Multiple Imputation in Two-stage Cluster Samples Using the Weighted Finite Population Bayesian Bootstrap

Multistage sampling is often employed in survey samples for cost and convenience. However, accounting for clustering features when generating datasets for multiple imputation is a nontrivial task, particularly when, as is often the case, cluster sampling is accompanied by unequal probabilities of selection, necessitating case weights. Thus, multiple imputation often ignores complex sample designs and assumes simple random sampling when generating imputations, even though failing to account for complex sample design features is known to yield biased estimates and confidence intervals that have incorrect nominal coverage. In this article, we extend a recently developed, weighted, finite-population Bayesian bootstrap procedure to generate synthetic populations conditional on complex sample design data that can be treated as simple random samples at the imputation stage, obviating the need to directly model design features for imputation. We develop two forms of this method: one where the probabilities of selection are known at the first and second stages of the design, and the other, more common in public use files, where only the final weight based on the product of the two probabilities is known.
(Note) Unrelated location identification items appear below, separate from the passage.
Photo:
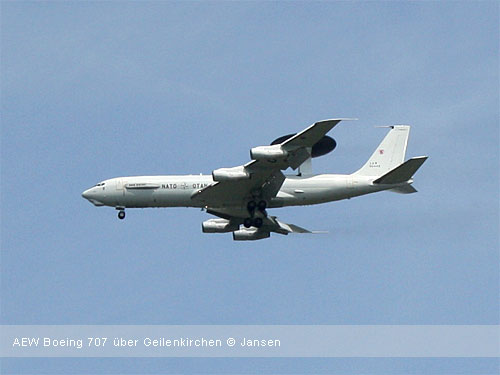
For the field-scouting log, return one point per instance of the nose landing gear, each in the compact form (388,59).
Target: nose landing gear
(121,213)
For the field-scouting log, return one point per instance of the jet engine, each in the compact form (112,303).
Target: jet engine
(250,234)
(268,152)
(236,173)
(218,226)
(322,147)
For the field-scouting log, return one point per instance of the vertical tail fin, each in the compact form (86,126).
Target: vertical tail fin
(389,154)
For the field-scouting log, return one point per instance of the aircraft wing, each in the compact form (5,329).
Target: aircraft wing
(262,177)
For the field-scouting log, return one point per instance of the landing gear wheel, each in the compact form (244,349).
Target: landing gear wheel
(257,223)
(247,222)
(262,205)
(251,206)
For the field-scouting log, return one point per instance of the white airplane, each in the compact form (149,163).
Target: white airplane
(240,196)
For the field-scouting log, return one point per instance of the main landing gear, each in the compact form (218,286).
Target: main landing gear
(253,221)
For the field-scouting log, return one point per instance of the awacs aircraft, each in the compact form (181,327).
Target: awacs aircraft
(241,196)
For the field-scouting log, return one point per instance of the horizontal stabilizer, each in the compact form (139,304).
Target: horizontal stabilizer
(405,189)
(402,173)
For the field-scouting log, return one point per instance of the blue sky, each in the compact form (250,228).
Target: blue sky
(94,90)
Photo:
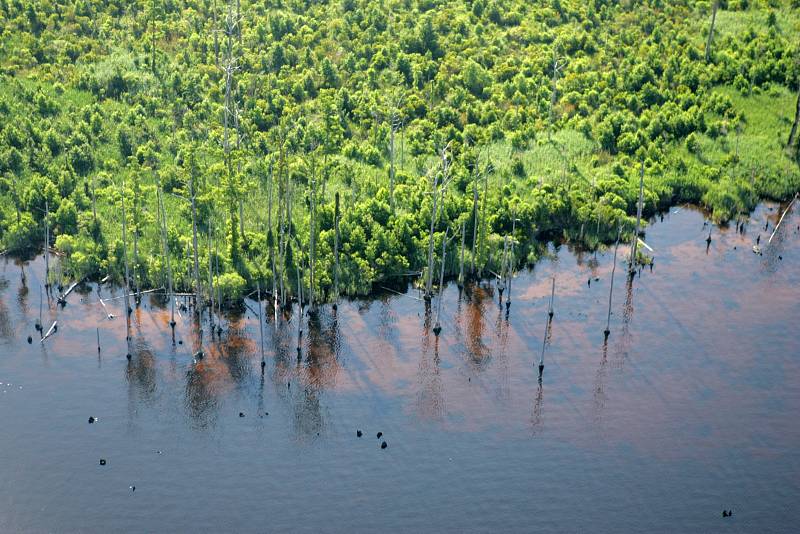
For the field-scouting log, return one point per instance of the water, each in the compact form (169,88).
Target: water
(689,409)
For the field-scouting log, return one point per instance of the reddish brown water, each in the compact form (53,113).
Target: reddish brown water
(689,409)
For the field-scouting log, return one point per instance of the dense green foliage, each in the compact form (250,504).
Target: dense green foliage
(94,94)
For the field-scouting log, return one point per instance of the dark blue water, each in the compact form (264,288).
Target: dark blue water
(690,408)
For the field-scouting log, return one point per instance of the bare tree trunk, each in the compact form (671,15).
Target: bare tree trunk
(483,218)
(391,162)
(711,30)
(46,244)
(138,297)
(94,202)
(474,217)
(197,301)
(461,262)
(165,247)
(792,144)
(210,283)
(429,281)
(634,246)
(127,271)
(611,287)
(336,215)
(215,32)
(312,240)
(438,327)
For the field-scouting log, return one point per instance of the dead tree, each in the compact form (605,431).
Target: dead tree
(634,247)
(216,33)
(474,216)
(792,145)
(197,301)
(165,247)
(394,126)
(607,331)
(558,66)
(312,230)
(46,245)
(438,189)
(336,238)
(461,260)
(127,271)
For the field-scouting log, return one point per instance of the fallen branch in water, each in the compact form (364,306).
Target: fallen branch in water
(401,294)
(781,219)
(51,331)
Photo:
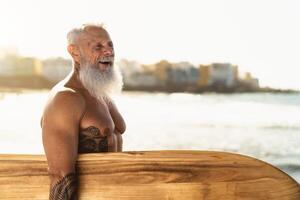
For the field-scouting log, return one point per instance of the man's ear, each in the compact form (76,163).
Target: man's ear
(74,52)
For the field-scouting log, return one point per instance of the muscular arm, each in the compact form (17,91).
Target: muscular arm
(60,126)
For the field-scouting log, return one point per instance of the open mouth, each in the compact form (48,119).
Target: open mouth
(107,62)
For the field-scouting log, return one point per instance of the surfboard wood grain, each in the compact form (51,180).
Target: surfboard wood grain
(155,175)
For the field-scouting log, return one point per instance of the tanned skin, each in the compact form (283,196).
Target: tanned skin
(74,121)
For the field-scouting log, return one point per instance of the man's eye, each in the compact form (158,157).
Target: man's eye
(111,45)
(98,47)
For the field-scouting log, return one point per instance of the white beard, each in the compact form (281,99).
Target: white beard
(100,84)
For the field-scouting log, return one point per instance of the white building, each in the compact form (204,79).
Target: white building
(222,74)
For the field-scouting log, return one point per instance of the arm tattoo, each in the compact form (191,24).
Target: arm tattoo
(65,189)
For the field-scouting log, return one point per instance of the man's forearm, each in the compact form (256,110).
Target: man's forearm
(65,189)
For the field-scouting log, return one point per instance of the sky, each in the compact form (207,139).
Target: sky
(260,36)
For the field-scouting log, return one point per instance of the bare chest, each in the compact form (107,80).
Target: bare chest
(96,123)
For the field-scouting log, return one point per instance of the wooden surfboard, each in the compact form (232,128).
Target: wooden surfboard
(153,175)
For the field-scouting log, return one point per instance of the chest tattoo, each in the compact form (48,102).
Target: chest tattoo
(91,141)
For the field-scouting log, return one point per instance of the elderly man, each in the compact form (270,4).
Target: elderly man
(80,116)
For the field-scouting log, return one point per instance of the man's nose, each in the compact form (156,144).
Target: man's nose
(108,51)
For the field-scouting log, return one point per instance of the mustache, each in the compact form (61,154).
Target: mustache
(106,59)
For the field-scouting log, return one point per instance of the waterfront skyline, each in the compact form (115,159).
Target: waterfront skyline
(259,36)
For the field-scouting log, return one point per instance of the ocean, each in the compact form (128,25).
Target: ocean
(262,125)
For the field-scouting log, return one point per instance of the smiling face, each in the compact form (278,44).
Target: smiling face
(96,48)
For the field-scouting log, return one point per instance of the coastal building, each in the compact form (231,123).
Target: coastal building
(218,74)
(182,74)
(162,69)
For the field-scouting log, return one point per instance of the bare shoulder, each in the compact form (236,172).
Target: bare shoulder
(64,102)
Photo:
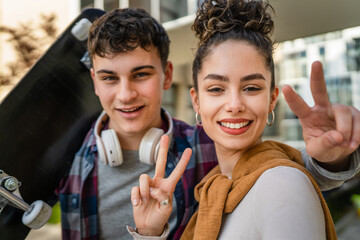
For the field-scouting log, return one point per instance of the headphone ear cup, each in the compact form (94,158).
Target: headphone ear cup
(101,151)
(149,146)
(112,148)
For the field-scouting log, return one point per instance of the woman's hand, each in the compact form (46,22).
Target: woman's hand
(152,199)
(331,131)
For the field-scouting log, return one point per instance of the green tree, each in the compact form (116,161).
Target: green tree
(29,43)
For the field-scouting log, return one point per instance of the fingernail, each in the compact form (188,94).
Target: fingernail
(353,144)
(135,202)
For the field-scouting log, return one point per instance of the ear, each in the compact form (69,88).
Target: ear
(94,82)
(273,98)
(168,75)
(195,99)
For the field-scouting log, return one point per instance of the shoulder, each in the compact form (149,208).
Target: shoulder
(285,183)
(286,204)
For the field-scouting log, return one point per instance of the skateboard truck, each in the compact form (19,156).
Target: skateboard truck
(35,215)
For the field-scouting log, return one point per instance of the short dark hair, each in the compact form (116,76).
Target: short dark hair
(123,30)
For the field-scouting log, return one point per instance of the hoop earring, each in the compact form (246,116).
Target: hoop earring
(197,119)
(272,120)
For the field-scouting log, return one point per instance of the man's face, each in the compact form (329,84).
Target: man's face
(130,88)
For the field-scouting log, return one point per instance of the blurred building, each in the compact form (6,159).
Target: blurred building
(339,50)
(340,54)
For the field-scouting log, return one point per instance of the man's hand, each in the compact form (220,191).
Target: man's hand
(331,131)
(152,199)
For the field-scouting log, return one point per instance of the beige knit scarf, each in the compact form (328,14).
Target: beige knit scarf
(217,194)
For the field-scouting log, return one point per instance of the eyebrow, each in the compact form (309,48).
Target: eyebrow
(141,67)
(132,70)
(223,78)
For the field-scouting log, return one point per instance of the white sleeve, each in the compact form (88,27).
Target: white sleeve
(328,180)
(287,206)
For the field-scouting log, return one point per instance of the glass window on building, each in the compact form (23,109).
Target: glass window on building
(172,9)
(110,5)
(169,100)
(86,4)
(353,55)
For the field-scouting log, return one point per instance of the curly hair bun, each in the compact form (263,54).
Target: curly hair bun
(215,16)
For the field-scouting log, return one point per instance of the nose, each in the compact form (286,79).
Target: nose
(126,91)
(234,103)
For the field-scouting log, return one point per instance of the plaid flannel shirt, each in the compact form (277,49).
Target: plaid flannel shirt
(78,191)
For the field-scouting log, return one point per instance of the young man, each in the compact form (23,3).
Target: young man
(130,69)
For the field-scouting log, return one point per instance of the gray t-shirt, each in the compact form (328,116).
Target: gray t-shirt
(114,195)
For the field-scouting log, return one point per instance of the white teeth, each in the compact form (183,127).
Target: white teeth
(130,110)
(234,125)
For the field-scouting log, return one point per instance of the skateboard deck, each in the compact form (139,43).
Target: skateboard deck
(43,122)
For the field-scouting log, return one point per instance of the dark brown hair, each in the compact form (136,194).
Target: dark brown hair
(242,20)
(123,30)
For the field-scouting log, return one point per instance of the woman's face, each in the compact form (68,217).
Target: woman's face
(234,97)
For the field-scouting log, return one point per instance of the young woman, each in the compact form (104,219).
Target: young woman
(260,190)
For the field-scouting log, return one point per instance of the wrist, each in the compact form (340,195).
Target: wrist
(150,232)
(339,165)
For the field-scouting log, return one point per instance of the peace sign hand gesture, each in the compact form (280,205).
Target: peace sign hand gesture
(152,199)
(331,131)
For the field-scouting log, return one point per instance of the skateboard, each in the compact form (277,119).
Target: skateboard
(43,122)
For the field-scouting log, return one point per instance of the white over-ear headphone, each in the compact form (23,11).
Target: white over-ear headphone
(109,149)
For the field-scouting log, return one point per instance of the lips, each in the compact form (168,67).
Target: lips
(235,126)
(130,110)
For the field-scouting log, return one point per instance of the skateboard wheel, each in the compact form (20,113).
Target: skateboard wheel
(38,215)
(81,29)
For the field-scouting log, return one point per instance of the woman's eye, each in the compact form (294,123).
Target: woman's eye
(109,78)
(215,89)
(252,89)
(142,74)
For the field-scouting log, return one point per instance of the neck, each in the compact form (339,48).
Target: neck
(132,140)
(228,158)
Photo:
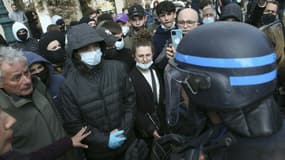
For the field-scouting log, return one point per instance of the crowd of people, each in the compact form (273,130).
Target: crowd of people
(169,82)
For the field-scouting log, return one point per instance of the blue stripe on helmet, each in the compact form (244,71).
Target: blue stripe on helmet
(227,62)
(252,80)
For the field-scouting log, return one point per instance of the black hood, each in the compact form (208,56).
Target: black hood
(82,35)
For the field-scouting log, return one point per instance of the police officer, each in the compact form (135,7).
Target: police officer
(230,79)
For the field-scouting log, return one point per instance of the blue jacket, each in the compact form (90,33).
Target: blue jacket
(55,80)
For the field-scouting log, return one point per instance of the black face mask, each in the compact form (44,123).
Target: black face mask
(43,75)
(23,37)
(268,18)
(56,57)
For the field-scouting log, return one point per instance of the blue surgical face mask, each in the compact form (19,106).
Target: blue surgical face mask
(125,30)
(91,58)
(208,20)
(144,66)
(120,44)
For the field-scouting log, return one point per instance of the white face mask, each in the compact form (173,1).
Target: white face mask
(144,66)
(208,20)
(125,30)
(120,44)
(91,58)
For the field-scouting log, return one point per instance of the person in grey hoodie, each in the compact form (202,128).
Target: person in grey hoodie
(97,93)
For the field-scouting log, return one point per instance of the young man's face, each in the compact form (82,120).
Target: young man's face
(137,21)
(143,54)
(167,19)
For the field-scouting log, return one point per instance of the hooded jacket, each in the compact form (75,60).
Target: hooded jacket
(101,98)
(55,80)
(56,58)
(30,44)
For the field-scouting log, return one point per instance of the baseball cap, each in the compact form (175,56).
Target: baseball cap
(121,18)
(136,10)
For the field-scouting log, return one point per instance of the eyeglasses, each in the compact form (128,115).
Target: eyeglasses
(189,22)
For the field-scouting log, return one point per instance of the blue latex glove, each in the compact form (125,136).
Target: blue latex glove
(116,139)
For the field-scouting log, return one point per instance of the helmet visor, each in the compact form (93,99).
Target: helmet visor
(179,84)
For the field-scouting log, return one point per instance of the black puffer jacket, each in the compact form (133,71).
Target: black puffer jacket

We show that this method has advantages in terms of bias, mean square error, and coverage properties over methods where sample designs are ignored, with little loss in efficiency, even when compared with correct fully parametric models. An application is made using the National Automotive Sampling System Crashworthiness Data System, a multistage, unequal probability sample of U.S. passenger vehicle crashes, which suffers from a substantial amount of missing data in “Delta-V,” a key crash severity measure.